Было о чем подумать.
Какие-то меры я могла предпринимать только с завтрашнего утра, а сейчас мне совершенно не хотелось спать, и сжирало меня то самое назойливо-мучительное чувство, что поселилось у меня в крови еще в Москве: жажда деятельности, никчемной, неуместной деятельности, когда можно было бы и отдохнуть. Импульсы разбегались, как тараканы, здравые мысли тонули в нагромождении домыслов, недомолвок, подозрений, предчувствий. Хотелось вскочить и что-нибудь разбить, разнести. Черт-те что! Нет, этому пора как-то положить конец. Главное, пока что не совсем понятно, где эти концы искать. Нет, есть определенно имя. Его нужно отрабатывать. Злов. Что мы имеем на Злова? То, что он сам по себе асоциальный тип. Такими вообще-то земля полнится — что украинская, что великорусская. Далее: в офисе его фирмы убит Коля Кудрявцев, и там же устроена кровавая разборка, в которой я волей или неволей приняла весьма активное участие. Бандитам во главе с неким Гочей, вероятно, «шестеркой» Злова или даже Козлова, во что бы то ни стало требовалось забрать тело Коли Кудрявцева. Зачем? К чему такие жертвы, чтобы убрать труп, который кто-то до них заботливо забыл в шкафу? Непонятно.
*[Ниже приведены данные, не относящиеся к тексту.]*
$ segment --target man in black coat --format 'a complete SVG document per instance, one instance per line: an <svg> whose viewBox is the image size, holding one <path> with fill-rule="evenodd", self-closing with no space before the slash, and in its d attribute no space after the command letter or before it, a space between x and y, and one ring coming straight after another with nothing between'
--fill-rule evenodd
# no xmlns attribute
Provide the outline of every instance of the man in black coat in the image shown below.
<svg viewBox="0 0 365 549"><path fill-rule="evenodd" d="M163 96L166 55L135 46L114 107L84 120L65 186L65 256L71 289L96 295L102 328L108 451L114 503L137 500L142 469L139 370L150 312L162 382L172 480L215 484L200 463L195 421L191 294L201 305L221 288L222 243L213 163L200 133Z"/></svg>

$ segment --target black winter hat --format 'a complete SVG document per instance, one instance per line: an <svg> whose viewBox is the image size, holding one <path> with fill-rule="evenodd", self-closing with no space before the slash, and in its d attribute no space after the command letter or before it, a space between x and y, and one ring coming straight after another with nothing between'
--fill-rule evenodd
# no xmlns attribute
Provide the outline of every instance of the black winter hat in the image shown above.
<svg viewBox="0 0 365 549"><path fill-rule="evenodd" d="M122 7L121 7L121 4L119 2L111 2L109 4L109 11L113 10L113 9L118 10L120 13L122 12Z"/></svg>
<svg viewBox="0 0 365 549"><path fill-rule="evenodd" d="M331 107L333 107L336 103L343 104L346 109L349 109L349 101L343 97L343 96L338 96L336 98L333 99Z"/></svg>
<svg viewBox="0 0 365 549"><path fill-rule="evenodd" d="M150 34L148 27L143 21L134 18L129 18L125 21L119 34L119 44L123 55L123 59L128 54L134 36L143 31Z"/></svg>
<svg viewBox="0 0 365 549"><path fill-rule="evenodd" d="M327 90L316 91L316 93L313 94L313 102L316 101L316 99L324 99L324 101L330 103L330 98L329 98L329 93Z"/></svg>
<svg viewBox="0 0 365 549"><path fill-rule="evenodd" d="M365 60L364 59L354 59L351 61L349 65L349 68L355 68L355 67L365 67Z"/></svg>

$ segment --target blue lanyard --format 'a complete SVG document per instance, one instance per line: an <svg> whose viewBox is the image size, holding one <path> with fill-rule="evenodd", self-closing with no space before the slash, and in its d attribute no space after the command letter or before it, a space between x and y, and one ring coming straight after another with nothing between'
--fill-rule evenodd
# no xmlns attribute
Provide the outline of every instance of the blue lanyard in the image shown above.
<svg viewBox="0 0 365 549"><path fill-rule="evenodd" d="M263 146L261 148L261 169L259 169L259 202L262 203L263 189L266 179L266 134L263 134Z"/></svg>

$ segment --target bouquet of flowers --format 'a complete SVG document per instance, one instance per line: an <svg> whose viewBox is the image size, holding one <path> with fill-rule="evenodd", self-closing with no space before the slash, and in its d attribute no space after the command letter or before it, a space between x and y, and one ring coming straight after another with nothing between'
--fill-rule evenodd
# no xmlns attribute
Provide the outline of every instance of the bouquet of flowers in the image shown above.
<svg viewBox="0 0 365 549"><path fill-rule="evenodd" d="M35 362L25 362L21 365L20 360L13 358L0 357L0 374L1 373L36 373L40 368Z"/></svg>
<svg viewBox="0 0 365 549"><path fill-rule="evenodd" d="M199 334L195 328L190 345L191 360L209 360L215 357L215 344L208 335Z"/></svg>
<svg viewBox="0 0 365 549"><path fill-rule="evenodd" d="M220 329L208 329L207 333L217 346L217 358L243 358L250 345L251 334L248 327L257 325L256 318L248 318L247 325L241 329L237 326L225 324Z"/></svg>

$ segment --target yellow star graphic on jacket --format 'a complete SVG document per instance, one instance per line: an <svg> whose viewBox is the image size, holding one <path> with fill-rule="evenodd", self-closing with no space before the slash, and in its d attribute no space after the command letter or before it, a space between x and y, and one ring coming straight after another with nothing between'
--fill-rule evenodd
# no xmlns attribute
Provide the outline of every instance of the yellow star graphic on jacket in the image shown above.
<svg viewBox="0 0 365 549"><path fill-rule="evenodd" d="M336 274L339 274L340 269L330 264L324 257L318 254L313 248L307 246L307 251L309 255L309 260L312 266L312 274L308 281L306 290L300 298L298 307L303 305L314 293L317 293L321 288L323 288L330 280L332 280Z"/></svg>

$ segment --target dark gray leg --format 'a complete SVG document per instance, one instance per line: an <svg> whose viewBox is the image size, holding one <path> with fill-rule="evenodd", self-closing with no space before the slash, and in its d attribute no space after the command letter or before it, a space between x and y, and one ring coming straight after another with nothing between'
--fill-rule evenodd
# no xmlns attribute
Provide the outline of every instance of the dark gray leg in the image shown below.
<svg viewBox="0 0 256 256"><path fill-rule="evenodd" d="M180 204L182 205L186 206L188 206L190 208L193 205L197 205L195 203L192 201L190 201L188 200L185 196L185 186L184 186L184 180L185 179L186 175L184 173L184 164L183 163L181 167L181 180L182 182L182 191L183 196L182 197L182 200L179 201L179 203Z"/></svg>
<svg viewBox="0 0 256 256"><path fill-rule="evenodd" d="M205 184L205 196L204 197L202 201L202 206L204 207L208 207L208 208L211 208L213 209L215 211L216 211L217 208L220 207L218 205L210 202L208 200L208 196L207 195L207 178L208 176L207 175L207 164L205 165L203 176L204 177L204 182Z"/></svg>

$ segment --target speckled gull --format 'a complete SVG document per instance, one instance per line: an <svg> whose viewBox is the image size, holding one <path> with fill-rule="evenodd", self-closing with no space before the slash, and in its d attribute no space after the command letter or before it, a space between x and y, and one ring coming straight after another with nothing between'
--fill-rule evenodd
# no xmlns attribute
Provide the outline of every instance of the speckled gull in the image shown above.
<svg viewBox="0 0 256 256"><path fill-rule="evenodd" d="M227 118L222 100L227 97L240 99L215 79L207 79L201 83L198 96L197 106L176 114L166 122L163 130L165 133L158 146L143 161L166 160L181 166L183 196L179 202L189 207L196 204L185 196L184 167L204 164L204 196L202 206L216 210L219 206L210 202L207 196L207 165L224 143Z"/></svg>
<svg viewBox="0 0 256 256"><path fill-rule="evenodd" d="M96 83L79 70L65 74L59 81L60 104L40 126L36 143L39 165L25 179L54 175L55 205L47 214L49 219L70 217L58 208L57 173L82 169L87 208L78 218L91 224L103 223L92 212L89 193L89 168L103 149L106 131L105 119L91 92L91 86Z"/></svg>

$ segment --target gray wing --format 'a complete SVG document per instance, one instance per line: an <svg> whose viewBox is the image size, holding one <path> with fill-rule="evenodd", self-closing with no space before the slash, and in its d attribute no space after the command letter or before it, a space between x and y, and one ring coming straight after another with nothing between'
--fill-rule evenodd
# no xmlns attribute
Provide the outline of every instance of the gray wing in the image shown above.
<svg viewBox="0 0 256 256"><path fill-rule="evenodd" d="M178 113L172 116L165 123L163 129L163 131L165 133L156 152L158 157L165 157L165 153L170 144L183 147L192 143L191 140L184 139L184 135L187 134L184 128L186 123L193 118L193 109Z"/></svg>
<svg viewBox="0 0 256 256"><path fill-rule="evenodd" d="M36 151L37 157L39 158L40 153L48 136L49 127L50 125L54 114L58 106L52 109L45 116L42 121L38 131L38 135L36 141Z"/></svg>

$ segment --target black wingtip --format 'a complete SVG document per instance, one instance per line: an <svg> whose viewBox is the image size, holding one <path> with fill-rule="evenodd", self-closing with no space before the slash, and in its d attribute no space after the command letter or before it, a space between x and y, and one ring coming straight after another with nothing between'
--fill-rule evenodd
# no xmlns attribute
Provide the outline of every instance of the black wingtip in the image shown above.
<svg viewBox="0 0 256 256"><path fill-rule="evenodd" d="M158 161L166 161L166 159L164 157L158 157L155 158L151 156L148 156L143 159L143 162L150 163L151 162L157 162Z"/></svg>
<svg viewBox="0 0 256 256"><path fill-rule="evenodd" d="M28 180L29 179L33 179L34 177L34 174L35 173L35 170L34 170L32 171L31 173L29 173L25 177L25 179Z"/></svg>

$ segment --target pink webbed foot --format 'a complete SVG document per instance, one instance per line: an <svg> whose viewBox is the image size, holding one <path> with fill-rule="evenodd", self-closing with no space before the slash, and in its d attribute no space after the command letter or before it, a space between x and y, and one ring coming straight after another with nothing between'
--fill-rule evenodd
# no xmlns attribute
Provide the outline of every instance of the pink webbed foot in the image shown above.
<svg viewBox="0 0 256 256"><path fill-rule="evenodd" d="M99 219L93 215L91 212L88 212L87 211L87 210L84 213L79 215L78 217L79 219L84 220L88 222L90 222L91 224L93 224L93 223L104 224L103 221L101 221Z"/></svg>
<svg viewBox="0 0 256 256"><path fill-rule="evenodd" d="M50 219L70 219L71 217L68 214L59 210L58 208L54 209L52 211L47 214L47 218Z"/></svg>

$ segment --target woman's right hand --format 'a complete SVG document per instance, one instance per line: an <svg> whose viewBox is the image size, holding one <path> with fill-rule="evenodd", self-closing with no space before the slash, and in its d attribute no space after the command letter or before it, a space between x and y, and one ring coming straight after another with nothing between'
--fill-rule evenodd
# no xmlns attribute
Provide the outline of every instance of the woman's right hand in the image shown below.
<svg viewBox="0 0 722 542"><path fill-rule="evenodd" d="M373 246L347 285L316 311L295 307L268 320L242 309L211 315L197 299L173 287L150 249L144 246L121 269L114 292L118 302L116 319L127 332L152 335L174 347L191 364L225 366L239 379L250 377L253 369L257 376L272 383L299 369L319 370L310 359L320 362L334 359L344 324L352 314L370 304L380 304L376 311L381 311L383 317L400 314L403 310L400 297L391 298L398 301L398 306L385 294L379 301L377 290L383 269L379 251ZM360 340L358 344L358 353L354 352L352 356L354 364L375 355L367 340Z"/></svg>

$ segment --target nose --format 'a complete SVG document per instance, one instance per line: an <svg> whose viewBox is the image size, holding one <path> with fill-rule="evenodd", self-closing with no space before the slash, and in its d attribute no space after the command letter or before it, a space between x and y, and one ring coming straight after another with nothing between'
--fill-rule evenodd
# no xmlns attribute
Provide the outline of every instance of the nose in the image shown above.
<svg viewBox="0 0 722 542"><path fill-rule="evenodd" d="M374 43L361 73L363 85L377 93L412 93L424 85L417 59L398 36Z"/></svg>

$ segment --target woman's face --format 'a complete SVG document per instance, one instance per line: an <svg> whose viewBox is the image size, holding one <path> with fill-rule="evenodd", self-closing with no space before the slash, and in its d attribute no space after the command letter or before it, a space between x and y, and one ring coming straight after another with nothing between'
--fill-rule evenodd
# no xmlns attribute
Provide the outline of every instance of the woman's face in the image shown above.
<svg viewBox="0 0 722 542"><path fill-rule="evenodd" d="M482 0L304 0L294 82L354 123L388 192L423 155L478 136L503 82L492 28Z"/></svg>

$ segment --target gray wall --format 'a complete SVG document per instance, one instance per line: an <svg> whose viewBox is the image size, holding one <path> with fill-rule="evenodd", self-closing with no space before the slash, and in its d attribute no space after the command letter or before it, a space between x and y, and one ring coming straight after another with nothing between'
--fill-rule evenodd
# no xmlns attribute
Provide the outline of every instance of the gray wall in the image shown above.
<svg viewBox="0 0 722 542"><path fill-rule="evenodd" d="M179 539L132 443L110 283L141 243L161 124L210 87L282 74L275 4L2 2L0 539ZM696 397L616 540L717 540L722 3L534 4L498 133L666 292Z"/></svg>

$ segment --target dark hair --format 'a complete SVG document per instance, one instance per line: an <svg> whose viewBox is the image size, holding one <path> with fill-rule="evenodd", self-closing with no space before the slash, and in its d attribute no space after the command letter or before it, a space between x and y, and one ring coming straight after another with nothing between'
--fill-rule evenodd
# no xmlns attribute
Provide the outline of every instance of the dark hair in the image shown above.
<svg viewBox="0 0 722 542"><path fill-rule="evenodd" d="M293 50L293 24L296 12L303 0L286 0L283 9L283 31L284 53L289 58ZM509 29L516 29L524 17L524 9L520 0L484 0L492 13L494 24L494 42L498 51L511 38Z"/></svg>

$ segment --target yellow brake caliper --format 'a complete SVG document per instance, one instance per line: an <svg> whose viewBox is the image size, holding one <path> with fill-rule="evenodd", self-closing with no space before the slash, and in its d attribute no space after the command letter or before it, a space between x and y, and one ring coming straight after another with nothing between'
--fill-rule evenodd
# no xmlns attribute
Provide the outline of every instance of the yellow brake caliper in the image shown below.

Что еще в папку «Злов»? Слова Егеря, оказавшегося попутчиком Семой Моисеенко? Так слова остаются словами, пустым ветром, пока они не подкреплены доказательствами. Нет, Сема Моисеенко очень убедительно развивал темы «черной археологии», я готова даже признать, что он куда более солидный и серьезный человек, чем мне показалось в поезде, следовавшем до Нарецка. Однако же Сема вкладывал в свои суждения столько предумышленного субъективизма, что в них в самом деле нетрудно было усомниться.
Но все-таки Злов. Тем более что Аня упоминала об этом «полуоднофамильце» — Козлове, с которым видели босса за день до его исчезновения. И с неким Уваровым, обнаруженным в пруду с простреленной головой. Добавить сюда же Колю Кудрявцева плюс четверых убитых в «Суффиксе», сюда же — сегодняшнее покушение на меня, и получится куда как прилично! И никуда от этого не денешься. Дело-то обещает быть очень кровавым.
И никто не поручится за то, что дальше будет лучше.
Почему-то вспомнился сегодняшний мент с родинкой в углу рта. Я ударила кулаками подушку, как будто видела перед собой чье-то ненавистное лицо, и заснула.